Rav Yisrael Salanter makes a similar point with a different metaphor. He compares poor middos to being a burglar. If a robber approaches a someone’s home without any tools, he isn’t particularly dangerous. However, if he comes bringing a lock-pick, weapons and other tools of the trade, he poses a threat to society. Similarly, someone with poor middos but no Torah does far less damage than someone who arms those bad middos with learning. Perhaps Rav Yisrael is referring to all the damage people can do when they justify their actions by attributing their destructive decisions to the Will of G-d or justifying them as really being for the best. The Gra contrasts Torah with and without middos, Rav Yisrael addresses bad middos with or without Torah, but both discuss how adding Torah to poor character makes things worse rather than better.
Returning to my earlier essay:
Do we make this a conscious goal in our current lifestyles?
The Vilna Gaon’s student, Rav Chaim Volozhiner, offers his own metaphor for the relationship between yir’as Shamayim and Torah:
According to the vast arrangement of the silo of yir’ah that the person prepared for himself, it is through that arrangement that the grain of Torah will be able to enter and be protected within him, according to how much he strengthened his silo.
It is [like] a father who divides grain for his sons.

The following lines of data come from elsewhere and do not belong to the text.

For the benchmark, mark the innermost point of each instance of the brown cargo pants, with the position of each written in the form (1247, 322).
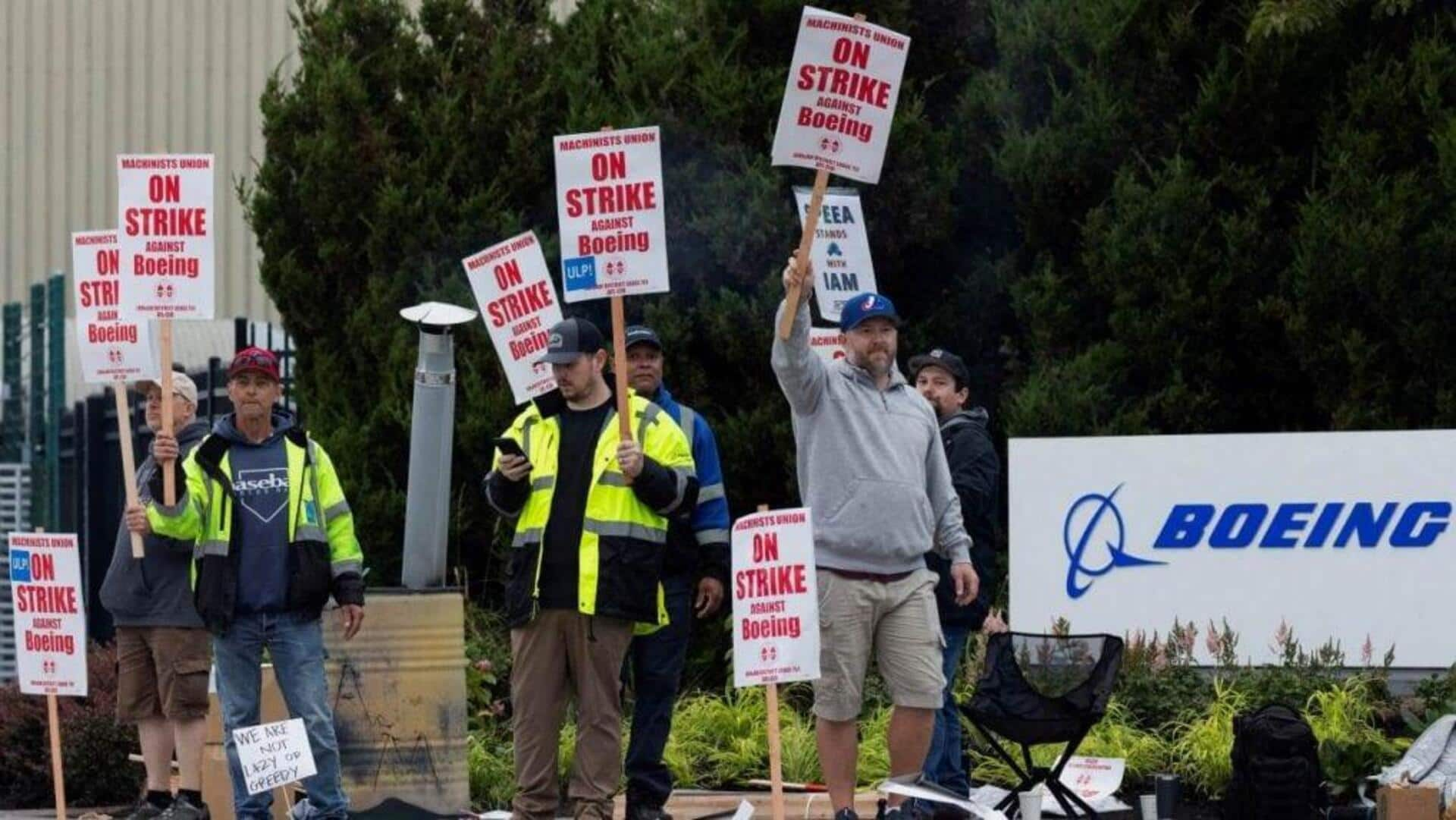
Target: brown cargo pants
(558, 653)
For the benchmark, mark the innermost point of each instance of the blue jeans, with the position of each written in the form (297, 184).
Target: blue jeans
(655, 663)
(944, 765)
(296, 646)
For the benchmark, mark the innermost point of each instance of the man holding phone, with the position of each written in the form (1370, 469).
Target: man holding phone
(590, 511)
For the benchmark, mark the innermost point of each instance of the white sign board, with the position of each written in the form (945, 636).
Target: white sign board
(775, 599)
(827, 343)
(840, 95)
(519, 306)
(1094, 778)
(109, 347)
(50, 614)
(274, 755)
(609, 199)
(840, 250)
(1126, 533)
(166, 226)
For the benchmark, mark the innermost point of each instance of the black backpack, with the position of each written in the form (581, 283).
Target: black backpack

He divides and gives each one a measure of grain to match what the son’s silo can hold, which he [the son] prepared beforehand. For even if the father wishes and his hand is open to give him more, the son cannot receive more since his silo is not big enough to hold more. So too the father cannot now give him more. And if the son did not prepare even a small silo, then also the father can not give him anything at all – for he has no guarded place where it will remain with him.

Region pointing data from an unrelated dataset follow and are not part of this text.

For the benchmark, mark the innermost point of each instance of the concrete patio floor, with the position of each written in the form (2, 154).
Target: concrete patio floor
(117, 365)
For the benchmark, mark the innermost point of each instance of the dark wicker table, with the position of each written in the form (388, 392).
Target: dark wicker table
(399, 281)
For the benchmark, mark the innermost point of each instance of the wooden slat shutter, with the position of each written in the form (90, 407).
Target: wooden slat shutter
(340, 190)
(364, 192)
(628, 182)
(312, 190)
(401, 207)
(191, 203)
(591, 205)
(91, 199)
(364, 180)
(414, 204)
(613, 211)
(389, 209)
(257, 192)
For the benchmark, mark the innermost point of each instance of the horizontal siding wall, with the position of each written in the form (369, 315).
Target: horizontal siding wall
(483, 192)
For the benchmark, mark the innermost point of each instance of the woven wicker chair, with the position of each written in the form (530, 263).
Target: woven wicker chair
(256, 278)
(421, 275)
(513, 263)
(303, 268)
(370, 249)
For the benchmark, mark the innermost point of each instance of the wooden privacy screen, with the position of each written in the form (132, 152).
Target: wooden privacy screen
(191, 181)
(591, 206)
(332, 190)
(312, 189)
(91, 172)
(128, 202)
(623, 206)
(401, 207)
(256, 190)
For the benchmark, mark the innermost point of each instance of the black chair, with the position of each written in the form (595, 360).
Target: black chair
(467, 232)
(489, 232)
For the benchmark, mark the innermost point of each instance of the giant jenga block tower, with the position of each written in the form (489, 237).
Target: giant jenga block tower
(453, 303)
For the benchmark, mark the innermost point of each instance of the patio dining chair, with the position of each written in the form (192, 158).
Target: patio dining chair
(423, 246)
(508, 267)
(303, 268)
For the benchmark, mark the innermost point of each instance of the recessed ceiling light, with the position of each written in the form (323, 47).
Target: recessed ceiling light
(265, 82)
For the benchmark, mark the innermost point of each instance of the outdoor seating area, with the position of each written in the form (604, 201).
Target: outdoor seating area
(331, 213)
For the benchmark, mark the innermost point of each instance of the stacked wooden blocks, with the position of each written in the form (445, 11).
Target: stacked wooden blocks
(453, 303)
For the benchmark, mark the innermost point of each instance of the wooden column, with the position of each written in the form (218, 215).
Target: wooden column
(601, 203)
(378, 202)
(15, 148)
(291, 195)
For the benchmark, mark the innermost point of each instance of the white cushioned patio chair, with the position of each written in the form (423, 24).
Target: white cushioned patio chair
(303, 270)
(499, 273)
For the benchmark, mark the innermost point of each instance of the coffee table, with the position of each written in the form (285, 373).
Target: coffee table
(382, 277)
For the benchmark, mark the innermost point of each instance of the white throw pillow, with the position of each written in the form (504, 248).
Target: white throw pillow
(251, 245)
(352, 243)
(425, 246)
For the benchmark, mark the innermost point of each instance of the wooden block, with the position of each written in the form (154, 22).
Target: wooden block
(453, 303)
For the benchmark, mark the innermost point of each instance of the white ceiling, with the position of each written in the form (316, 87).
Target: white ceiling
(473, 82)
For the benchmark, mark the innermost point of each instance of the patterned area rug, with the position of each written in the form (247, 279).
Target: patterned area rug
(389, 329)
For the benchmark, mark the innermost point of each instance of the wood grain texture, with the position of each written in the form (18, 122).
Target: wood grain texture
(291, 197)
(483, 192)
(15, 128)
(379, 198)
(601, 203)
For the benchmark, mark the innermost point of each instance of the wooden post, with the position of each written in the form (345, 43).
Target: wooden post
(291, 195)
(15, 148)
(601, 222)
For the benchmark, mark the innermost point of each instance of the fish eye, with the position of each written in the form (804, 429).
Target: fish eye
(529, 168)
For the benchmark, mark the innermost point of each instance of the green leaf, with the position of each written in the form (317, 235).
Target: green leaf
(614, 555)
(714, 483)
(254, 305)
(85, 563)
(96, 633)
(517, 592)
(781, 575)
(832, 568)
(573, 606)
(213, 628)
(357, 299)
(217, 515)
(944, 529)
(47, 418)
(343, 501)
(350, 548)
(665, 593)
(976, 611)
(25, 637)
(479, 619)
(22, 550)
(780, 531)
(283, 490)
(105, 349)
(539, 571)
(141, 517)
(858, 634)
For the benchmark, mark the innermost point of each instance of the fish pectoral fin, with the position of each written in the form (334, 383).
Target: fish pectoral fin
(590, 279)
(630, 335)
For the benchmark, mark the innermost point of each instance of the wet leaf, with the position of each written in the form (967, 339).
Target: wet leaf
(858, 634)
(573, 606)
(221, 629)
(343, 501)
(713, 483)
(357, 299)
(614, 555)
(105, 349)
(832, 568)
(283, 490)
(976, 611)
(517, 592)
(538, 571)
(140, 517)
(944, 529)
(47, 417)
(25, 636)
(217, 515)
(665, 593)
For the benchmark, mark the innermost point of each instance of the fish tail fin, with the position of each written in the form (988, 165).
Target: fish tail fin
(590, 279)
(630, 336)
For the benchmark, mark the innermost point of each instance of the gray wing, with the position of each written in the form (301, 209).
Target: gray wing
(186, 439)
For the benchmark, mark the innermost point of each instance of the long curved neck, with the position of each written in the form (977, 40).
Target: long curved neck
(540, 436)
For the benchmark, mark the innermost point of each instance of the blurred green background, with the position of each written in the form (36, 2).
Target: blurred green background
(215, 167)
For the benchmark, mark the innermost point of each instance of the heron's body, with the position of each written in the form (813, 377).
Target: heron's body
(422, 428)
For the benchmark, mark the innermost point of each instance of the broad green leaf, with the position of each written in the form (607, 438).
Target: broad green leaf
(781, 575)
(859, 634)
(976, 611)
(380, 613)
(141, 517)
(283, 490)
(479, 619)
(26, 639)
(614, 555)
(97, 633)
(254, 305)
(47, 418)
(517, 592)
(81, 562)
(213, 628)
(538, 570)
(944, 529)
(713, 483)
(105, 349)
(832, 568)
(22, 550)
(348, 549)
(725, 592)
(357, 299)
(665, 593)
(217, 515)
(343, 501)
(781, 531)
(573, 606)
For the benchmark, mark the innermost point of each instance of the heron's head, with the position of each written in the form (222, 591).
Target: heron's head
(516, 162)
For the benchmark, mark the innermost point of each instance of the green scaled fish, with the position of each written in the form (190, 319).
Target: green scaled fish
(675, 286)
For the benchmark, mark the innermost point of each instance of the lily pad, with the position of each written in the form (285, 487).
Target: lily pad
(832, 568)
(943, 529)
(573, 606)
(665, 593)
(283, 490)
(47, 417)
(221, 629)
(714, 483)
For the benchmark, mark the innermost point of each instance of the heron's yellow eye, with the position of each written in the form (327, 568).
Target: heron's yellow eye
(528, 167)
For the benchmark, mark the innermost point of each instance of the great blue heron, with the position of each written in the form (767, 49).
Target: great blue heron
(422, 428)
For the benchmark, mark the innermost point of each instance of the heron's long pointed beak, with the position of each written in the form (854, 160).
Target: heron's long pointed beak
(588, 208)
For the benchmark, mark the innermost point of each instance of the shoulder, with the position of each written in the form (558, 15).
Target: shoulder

So too Hashem, may His name be blessed: His “Hand” is open, as it were, to constantly bestow every person according to his reward with much wisdom and extra understanding – when it will be preserved by them and will be tied onto the slate of their hearts. Everything [is given] according to the volume of one’s “silo.” And if a person does not prepare even a small silo, which is that he does not, heaven forbid, have within him any yir’ah whatsoever for Him, may He be blessed, so too He, may He be blessed, will not bestow any wisdom at all, since it will not be preserved by him. For his Torah would become disgusting, heaven forbid, as our Rabbis, whose memories are a blessing, said. It is about this that the verse says, “the beginning of wisdom is yir’as Hashem,” (Tehillim 111). (Nefesh haChaim book IV, ch. 5)
The Vilna Gaon taught that without eliminating one’s poor middos first, Torah will reinforce those flaws rather than help refine the soul. Of our two descriptions of our communal problem, he is speaking in terms of the second one; the Torah is a tool for us to become the holy people Hashem created us to be, but the tool has to be used appropriately or else woefully limited.

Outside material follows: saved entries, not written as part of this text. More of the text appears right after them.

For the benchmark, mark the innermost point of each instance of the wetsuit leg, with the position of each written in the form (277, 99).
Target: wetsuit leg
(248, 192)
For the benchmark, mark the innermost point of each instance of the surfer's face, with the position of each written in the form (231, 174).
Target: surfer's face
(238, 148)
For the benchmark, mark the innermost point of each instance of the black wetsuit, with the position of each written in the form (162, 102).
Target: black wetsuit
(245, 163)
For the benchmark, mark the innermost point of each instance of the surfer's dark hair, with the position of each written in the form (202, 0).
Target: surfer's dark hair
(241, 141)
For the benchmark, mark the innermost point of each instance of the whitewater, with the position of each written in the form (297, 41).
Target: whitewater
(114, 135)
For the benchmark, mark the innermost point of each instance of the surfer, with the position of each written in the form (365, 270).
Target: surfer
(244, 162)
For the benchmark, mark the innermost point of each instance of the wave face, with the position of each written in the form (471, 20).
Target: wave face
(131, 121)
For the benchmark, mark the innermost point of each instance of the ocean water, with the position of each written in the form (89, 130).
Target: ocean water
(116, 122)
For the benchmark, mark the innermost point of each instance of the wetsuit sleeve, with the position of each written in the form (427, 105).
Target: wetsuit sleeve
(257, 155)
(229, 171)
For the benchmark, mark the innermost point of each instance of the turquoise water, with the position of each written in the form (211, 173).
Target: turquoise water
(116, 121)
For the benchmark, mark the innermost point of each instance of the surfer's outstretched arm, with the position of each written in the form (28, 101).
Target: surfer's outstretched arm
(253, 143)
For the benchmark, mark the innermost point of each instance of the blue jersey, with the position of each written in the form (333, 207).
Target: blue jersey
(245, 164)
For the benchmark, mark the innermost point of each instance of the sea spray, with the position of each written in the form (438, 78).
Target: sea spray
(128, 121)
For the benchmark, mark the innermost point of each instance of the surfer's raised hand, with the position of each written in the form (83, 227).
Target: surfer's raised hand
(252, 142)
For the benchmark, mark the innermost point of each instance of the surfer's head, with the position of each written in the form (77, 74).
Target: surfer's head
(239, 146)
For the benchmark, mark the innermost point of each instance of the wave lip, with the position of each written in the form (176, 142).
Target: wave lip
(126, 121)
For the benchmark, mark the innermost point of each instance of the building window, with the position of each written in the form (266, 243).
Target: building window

Rav Chaim Volozhiner says, without first developing yir’ah, the positive middah of keeping the importance of G-d and the role He made us for in mind, we will not retain the Torah either, even on a basic level. His metaphor is akin to our first formulation – that without yir’as Shamayim, we cannot even embody the Torah we are trying to study, and thus only full implementation with developed yir’ah can even be termed true observance of Torah.
Refinement requires conscious effort in and of itself. Without first “weeding” and “building the silo,” we are left with nothing.
Until this point, Rav Shimon was arguing from a variant of the Vilna Gaon’s position — with the only difference being between the Vilna Gaon’s refined middos and the Shaarei Yosher’s person capable of bestowing good “now and in the future”. Both define the goal of a good Jew in terms of being a good person, and how Torah study is part of accomplishing that.
Now Rav Shimon switched to a point more similar to Rav Chaim Volozhiner’s. Not only does one need Torah to “water” one’s good middos, or to expand one’s “ani” to include their soul, and expansively more and more people, but without this ethical background, you won’t get anywhere with your Torah study, either.